Furthermore, the variation in the samples over time had a statistically significant effect (LSD = 1.024, P = 0.0001), indicating that increasing the fermentation time leads to an increase in ellagic acid. The combined LM+PP treatment showed greater and more time-related improvement in ellagic acid concentration than single samples or treatments fermented using only one type of bacteria in the ellagic acid ratio.

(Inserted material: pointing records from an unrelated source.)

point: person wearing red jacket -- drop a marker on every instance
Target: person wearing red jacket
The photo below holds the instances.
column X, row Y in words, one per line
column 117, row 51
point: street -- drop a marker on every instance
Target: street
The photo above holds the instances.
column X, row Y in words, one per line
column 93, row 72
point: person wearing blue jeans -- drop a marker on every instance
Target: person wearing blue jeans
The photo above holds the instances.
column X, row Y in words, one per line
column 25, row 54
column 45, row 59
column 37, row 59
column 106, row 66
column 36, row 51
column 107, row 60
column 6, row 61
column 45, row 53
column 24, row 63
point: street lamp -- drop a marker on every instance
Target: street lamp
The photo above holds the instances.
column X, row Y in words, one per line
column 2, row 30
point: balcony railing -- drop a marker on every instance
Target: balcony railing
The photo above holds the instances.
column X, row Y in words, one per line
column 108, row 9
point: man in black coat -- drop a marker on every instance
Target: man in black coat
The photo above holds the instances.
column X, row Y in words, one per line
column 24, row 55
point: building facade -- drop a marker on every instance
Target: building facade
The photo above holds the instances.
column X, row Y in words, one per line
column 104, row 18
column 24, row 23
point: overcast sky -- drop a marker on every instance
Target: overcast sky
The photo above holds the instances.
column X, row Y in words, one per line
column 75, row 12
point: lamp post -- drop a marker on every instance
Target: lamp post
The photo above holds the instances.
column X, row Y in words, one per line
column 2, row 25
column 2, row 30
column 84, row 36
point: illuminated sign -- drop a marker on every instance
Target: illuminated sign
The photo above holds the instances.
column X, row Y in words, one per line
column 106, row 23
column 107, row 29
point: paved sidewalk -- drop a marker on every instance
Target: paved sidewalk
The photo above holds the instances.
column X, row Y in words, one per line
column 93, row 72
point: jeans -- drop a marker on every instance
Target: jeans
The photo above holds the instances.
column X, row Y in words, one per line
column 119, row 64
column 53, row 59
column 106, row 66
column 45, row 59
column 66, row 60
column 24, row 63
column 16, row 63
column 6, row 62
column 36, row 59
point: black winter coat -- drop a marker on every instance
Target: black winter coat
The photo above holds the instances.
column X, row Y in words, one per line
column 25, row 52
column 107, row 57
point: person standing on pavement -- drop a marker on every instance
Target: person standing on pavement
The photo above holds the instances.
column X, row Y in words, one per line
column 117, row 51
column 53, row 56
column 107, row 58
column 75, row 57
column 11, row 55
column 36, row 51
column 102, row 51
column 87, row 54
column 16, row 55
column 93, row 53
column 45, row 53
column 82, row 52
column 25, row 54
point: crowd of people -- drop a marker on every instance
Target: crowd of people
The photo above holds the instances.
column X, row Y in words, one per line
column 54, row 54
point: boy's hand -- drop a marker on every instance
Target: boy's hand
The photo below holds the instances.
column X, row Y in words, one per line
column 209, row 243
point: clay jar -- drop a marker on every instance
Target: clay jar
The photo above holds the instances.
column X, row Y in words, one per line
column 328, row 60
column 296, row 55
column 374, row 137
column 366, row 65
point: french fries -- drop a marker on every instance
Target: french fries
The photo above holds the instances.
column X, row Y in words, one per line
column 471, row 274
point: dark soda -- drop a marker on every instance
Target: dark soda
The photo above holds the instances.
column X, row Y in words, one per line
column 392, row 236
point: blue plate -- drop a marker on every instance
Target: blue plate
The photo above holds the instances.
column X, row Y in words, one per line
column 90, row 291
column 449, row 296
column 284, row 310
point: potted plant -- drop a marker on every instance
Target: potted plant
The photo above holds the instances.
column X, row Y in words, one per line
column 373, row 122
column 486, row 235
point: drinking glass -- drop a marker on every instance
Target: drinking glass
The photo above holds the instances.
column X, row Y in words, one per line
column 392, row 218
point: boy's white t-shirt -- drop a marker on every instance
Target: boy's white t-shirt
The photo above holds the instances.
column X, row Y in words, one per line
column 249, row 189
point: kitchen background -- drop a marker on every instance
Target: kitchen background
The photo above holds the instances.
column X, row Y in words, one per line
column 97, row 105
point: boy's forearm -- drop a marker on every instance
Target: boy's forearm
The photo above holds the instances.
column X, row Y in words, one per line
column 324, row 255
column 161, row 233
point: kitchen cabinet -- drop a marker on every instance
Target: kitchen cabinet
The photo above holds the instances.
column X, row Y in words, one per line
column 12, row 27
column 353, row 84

Table 2 shows the viable cell counts for the three samples, from which it is clear that for LM, there was a significant (P < 0.05) rapid increase from 5.0 to 8.2 log CFU/ml at 48 h, followed by a slight decline to 7.8 at 72 hr. In contrast, PP showed a moderate rise from 5.0 to 7.5 log CFU/ml at 48 h, maintained around 7.3 at 72 hr. A sharp increase was observed with LM+PP co-culture (9.5 log CFU/ml at 48 h), with a slight drop to 9.0 at 72 h. As a result, the co-culture (LM + PP) supports optimal microbial proliferation, outperforming single cultures. This supports the use of synergistic LAB combinations for enhanced probiotic enrichment, which was significant (P < 0.05).